Cunningham’s research examines the long-term influences of parents on children, the consequences of divorce, the factors shaping individuals’ attitudes about family life, and the changing roles and responsibilities of women and men in families. His research linking parental characteristics to young adult outcomes including family attitudes and well-being continues to be regularly cited in the field.
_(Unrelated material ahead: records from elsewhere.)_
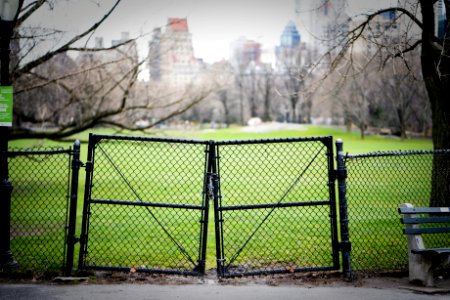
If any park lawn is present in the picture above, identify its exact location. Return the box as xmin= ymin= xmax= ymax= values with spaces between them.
xmin=10 ymin=126 xmax=432 ymax=269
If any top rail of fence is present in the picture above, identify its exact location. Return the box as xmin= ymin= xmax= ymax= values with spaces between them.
xmin=89 ymin=133 xmax=333 ymax=145
xmin=345 ymin=149 xmax=450 ymax=159
xmin=7 ymin=147 xmax=73 ymax=157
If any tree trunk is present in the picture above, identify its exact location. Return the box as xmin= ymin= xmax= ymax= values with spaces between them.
xmin=420 ymin=0 xmax=450 ymax=206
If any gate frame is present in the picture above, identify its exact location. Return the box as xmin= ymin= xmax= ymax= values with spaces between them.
xmin=78 ymin=133 xmax=211 ymax=276
xmin=213 ymin=136 xmax=342 ymax=277
xmin=76 ymin=133 xmax=352 ymax=279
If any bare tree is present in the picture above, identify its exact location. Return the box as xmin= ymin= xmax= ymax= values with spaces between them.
xmin=11 ymin=0 xmax=214 ymax=139
xmin=316 ymin=0 xmax=450 ymax=206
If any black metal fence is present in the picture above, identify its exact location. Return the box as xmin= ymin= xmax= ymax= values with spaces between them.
xmin=8 ymin=144 xmax=80 ymax=273
xmin=79 ymin=135 xmax=209 ymax=274
xmin=345 ymin=151 xmax=450 ymax=271
xmin=79 ymin=135 xmax=339 ymax=276
xmin=2 ymin=136 xmax=450 ymax=276
xmin=215 ymin=137 xmax=340 ymax=276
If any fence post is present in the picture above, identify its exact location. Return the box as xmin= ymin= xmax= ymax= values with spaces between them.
xmin=65 ymin=140 xmax=81 ymax=276
xmin=336 ymin=139 xmax=352 ymax=280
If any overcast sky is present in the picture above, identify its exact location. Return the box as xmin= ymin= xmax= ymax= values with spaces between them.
xmin=26 ymin=0 xmax=396 ymax=78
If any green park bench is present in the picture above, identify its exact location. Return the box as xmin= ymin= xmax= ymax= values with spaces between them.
xmin=398 ymin=203 xmax=450 ymax=286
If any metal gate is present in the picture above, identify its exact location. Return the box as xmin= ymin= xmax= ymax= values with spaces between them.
xmin=79 ymin=135 xmax=209 ymax=275
xmin=79 ymin=135 xmax=339 ymax=276
xmin=215 ymin=137 xmax=339 ymax=276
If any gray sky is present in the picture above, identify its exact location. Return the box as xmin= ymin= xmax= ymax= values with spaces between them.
xmin=26 ymin=0 xmax=396 ymax=77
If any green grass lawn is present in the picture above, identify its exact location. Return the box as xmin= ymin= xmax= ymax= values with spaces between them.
xmin=10 ymin=126 xmax=432 ymax=276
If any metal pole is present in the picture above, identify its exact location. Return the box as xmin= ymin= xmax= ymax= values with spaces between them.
xmin=336 ymin=139 xmax=352 ymax=280
xmin=65 ymin=140 xmax=81 ymax=276
xmin=0 ymin=15 xmax=19 ymax=269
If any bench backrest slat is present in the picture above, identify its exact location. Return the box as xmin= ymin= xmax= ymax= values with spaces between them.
xmin=398 ymin=207 xmax=450 ymax=215
xmin=403 ymin=227 xmax=450 ymax=234
xmin=401 ymin=217 xmax=450 ymax=224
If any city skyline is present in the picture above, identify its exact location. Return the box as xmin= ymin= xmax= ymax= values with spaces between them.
xmin=26 ymin=0 xmax=395 ymax=79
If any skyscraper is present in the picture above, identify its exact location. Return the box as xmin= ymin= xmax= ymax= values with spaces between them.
xmin=149 ymin=18 xmax=199 ymax=87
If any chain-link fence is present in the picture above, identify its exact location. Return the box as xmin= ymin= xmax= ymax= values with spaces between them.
xmin=216 ymin=137 xmax=339 ymax=276
xmin=7 ymin=148 xmax=72 ymax=273
xmin=80 ymin=135 xmax=208 ymax=274
xmin=3 ymin=136 xmax=450 ymax=276
xmin=345 ymin=151 xmax=450 ymax=271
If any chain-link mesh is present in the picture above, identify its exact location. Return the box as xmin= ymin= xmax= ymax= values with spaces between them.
xmin=218 ymin=139 xmax=338 ymax=276
xmin=345 ymin=151 xmax=450 ymax=271
xmin=82 ymin=139 xmax=207 ymax=273
xmin=8 ymin=148 xmax=71 ymax=273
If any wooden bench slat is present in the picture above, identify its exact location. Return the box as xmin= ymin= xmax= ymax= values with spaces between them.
xmin=403 ymin=227 xmax=450 ymax=234
xmin=398 ymin=207 xmax=450 ymax=215
xmin=401 ymin=217 xmax=450 ymax=224
xmin=411 ymin=248 xmax=450 ymax=255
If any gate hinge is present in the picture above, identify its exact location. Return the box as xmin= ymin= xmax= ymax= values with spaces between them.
xmin=81 ymin=161 xmax=93 ymax=172
xmin=339 ymin=241 xmax=352 ymax=252
xmin=333 ymin=169 xmax=347 ymax=179
xmin=67 ymin=235 xmax=80 ymax=245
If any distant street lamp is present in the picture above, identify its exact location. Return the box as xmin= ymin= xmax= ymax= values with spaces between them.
xmin=0 ymin=0 xmax=23 ymax=268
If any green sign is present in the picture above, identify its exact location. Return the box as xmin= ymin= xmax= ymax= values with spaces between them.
xmin=0 ymin=86 xmax=13 ymax=127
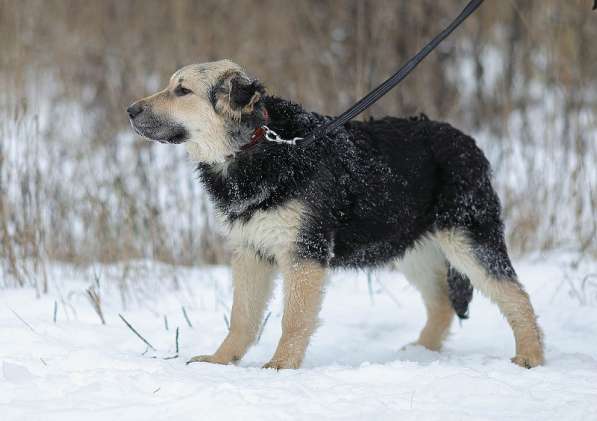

In addition, he has made important contributions to the literature on the work-family nexus through his longitudinal research investigating reciprocal relationships between women’s paid and unpaid work over the life course. He has also examined changing attitudes about family and gender in a European context, with a particular focus on Northern Ireland. Cunningham has recently embarked on study of intimate partner violence with Dr. Kristin Anderson and Dr. Julie Morris of Western Washington University. They are analyzing data from the recently-released National Intimate Partner Violence and Sexual Assault survey. (Note that these data are highly protected and are not housed on CSDE servers.) This research project will investigate the association between union status and experiences of intimate partner violence, and gender differences in violence exposure over the life course. Each of these projects is rooted in understanding important changes in family life in the U.S. and other countries that can be directly linked to well-being.